Our patient’s poor response to ciprofloxacin seems inconsistent with its reported efficacy, based on a few case studies, against acute forms of Q fever [11]. There is, however, a recent report [15] that describes treatment failures of Q fever for certain antibiotics, including ciprofloxacin. In one of these cases, a diabetic patient died from the infection despite receiving ciprofloxacin and other antibiotics.

A particularly intriguing aspect of this case is the manner in which our patient may have acquired his infection since he had no apparent risk factors. He had been a resident of NYC since leaving his native country, Guyana, 20 years earlier. Q fever is not endemic and rarely reported in the NYC area, as well as in other highly urbanized parts of the United States [13]. Only ten human Q fever cases, prior to this one, had been reported in NYC since 1999 [1], when this disease became notifiable throughout most of the United States [13]. Despite there being no detailed published accounts of these earlier cases, they, along with ours, appeared to be isolated and did not show any suspicious clustering in time or location, thereby making it highly unlikely that bioterrorism played a role. Nonetheless, in compliance with current bioterrorism surveillance requirements, local public health and law enforcement authorities were notified of our patient’s diagnosis.

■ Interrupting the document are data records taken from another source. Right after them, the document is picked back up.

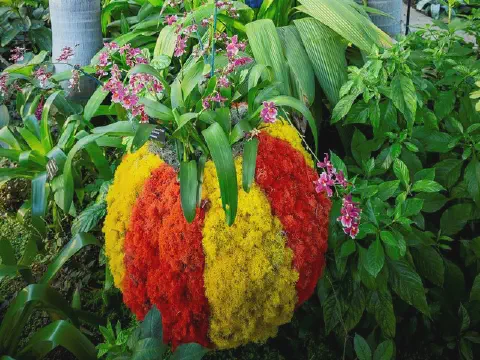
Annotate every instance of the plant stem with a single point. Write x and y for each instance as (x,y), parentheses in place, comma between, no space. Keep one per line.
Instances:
(212,61)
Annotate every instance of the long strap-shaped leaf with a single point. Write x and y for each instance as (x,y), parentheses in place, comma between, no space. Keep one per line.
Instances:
(77,243)
(300,107)
(39,205)
(267,49)
(327,55)
(222,156)
(341,17)
(45,133)
(300,65)
(19,312)
(59,333)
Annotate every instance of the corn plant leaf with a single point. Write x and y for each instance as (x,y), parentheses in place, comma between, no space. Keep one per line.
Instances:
(157,110)
(167,39)
(7,137)
(344,19)
(250,151)
(59,333)
(188,189)
(301,108)
(31,140)
(39,204)
(326,51)
(77,243)
(142,135)
(221,152)
(303,77)
(21,308)
(45,133)
(190,351)
(267,49)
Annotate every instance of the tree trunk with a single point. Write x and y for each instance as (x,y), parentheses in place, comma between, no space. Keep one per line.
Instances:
(77,24)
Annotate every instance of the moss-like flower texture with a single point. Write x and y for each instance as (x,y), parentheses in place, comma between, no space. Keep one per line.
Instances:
(248,266)
(217,285)
(130,176)
(284,131)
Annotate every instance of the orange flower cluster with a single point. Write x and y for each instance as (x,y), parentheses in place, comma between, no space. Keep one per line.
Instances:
(287,180)
(165,263)
(216,285)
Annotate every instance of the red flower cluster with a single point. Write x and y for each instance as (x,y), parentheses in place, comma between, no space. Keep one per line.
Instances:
(287,180)
(165,263)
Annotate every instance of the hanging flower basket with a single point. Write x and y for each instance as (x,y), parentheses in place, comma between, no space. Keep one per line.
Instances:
(217,285)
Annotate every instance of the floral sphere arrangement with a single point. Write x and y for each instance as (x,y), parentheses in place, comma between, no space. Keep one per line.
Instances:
(218,285)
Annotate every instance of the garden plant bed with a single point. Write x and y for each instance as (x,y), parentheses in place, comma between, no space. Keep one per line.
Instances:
(205,179)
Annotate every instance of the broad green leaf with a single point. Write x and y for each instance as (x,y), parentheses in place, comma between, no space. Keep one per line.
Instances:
(77,243)
(299,64)
(7,137)
(39,204)
(69,187)
(429,263)
(45,131)
(89,218)
(447,172)
(188,189)
(326,50)
(428,186)
(142,135)
(401,171)
(20,309)
(344,19)
(342,108)
(355,307)
(387,189)
(149,349)
(157,110)
(348,248)
(384,351)
(301,108)
(475,292)
(382,308)
(190,351)
(338,164)
(432,202)
(166,42)
(267,49)
(375,258)
(32,140)
(444,103)
(120,128)
(94,103)
(472,179)
(59,333)
(408,285)
(4,116)
(7,253)
(361,348)
(404,97)
(222,156)
(389,238)
(192,78)
(455,218)
(250,150)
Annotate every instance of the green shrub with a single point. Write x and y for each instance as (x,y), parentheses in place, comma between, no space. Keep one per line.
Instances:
(412,273)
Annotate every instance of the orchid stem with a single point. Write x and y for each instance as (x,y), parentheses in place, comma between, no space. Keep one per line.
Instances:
(212,63)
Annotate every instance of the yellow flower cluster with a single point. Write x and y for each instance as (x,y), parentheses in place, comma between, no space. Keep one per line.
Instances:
(281,129)
(249,277)
(130,177)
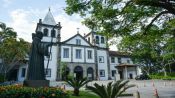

Is it possible that our case involved re-activation of an earlier undiagnosed or asymptomatic infection with C. burnetii? Considerable speculation and some published evidence exist on such a possibility [7, 9]. Our patient denied any contact with potentially infected ruminant animals (the major reservoir hosts for C. burnetii), dogs or cats, or traveling to or visiting enzootic parts of the United States or elsewhere. Recreationally, he was a frequent visitor of local city parks. Perhaps for unexplained reasons, our patient did not want to disclose any recent travel to an area where he could have been exposed to C. burnetii. He also did not provide any relevant information on where he had lived originally in Guyana or his past medical history there, other than remembering receiving his routine childhood vaccinations including BCG, and having the typical illnesses (mostly flu-like) associated with early childhood and adolescence. Limited information exists on the epidemiology of Q fever in Guyana and some of its neighboring countries of South America [4, 14]. The disease is infrequently reported there, although a seroepidemiologic study [4] conducted from 1992 to 1996 showed an increased incidence with rates higher in the capital city of Cayenne than in rural areas. It was speculated that airborne contamination from rural areas was possible due to the location of Cayenne near the Atlantic Ocean and the contribution of the prevailing off-shore winds. In this regard, reactivation of a previous C. burnetii infection has been only documented in pregnant women and seems likely in patients with Q fever endocarditis as a primary clinical manifestation [11]. While possible, acute Q fever due to reactivation of a previous infection seems less likely to occur.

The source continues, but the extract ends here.